Here's a solution using base functions
df$class.arg<-""
df$class.arg[!duplicated(df$ID)]<-
tapply(df$Class, factor(df$ID,unique(df$ID)), paste, collapse=",")
which also produces
ID Class class.arg
1 1 a a,b
2 1 b
3 2 a a,c
4 2 c
5 3 b b
6 4 a a,b,c
7 4 b
8 4 c
This is a possible approach with dplyr
Create data.frame:
ID <- c(1,1,2,2,3,4,4,4)
Class <- c("a","b","a", "c", "b", "a", "b", "c")
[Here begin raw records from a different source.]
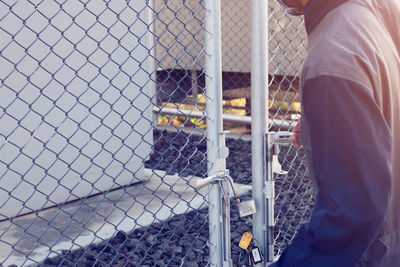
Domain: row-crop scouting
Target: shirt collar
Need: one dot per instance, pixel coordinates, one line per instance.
(316, 10)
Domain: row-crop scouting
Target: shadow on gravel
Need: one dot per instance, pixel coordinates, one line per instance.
(183, 239)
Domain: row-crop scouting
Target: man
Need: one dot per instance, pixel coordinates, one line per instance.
(350, 129)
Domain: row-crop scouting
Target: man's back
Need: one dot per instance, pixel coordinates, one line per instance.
(350, 129)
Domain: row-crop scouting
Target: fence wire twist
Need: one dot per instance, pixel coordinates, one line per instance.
(86, 176)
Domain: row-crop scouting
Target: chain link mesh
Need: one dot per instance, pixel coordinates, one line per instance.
(293, 192)
(88, 177)
(102, 114)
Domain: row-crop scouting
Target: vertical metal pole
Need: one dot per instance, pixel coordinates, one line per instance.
(259, 93)
(213, 74)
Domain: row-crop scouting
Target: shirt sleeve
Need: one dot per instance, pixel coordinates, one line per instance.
(351, 148)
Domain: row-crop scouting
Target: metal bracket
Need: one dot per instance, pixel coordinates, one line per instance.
(275, 140)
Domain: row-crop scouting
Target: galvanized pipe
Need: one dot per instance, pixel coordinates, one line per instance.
(259, 93)
(213, 74)
(282, 124)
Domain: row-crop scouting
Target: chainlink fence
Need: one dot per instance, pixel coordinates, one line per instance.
(103, 130)
(293, 192)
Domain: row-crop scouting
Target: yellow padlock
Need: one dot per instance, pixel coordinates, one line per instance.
(245, 241)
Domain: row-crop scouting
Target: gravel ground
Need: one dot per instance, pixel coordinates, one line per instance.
(182, 240)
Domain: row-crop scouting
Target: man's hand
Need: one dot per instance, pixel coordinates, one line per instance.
(295, 138)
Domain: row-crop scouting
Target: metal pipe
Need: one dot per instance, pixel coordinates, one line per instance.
(213, 74)
(282, 124)
(259, 93)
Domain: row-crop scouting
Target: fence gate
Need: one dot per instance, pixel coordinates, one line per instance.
(112, 131)
(100, 155)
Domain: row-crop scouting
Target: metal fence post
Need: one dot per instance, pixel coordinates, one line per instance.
(259, 92)
(218, 220)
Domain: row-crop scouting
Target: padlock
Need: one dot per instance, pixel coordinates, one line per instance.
(276, 166)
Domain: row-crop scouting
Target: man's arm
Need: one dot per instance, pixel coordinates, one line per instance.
(351, 158)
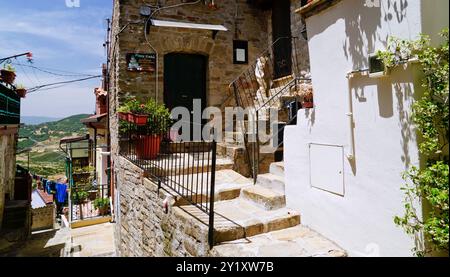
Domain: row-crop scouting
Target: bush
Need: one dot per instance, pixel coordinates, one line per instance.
(431, 117)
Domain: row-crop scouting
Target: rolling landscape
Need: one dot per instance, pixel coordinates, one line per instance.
(41, 143)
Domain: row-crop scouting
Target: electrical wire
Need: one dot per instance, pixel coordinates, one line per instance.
(151, 46)
(54, 73)
(60, 83)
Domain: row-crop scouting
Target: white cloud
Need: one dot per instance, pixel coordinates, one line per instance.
(61, 102)
(71, 28)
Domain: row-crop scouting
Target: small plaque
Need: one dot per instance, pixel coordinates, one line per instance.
(139, 62)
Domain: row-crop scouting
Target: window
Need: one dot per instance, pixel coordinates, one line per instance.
(240, 52)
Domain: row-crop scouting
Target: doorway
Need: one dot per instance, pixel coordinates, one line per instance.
(184, 81)
(281, 31)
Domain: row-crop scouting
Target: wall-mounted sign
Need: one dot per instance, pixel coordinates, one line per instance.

df <- data.frame(ID,Class)
And then:
require(dplyr)
df <- df %.%
group_by(ID) %.% #group by ID
mutate(count = 1:n()) %.% #count occurence per ID
mutate(Class.aggr = paste(Class,collapse=",")) #paste the "Class" objects in a new column
df$Class.aggr[df$count>1] <- "" #delete information from other rows
df$count <- NULL #delete column with counts
#>df
# ID Class Class.aggr
#1 1 a a, b
#2 1 b
#3 2 a a, c
#4 2 c
#5 3 b b
#6 4 a a, b, c
#7 4 b
#8 4 c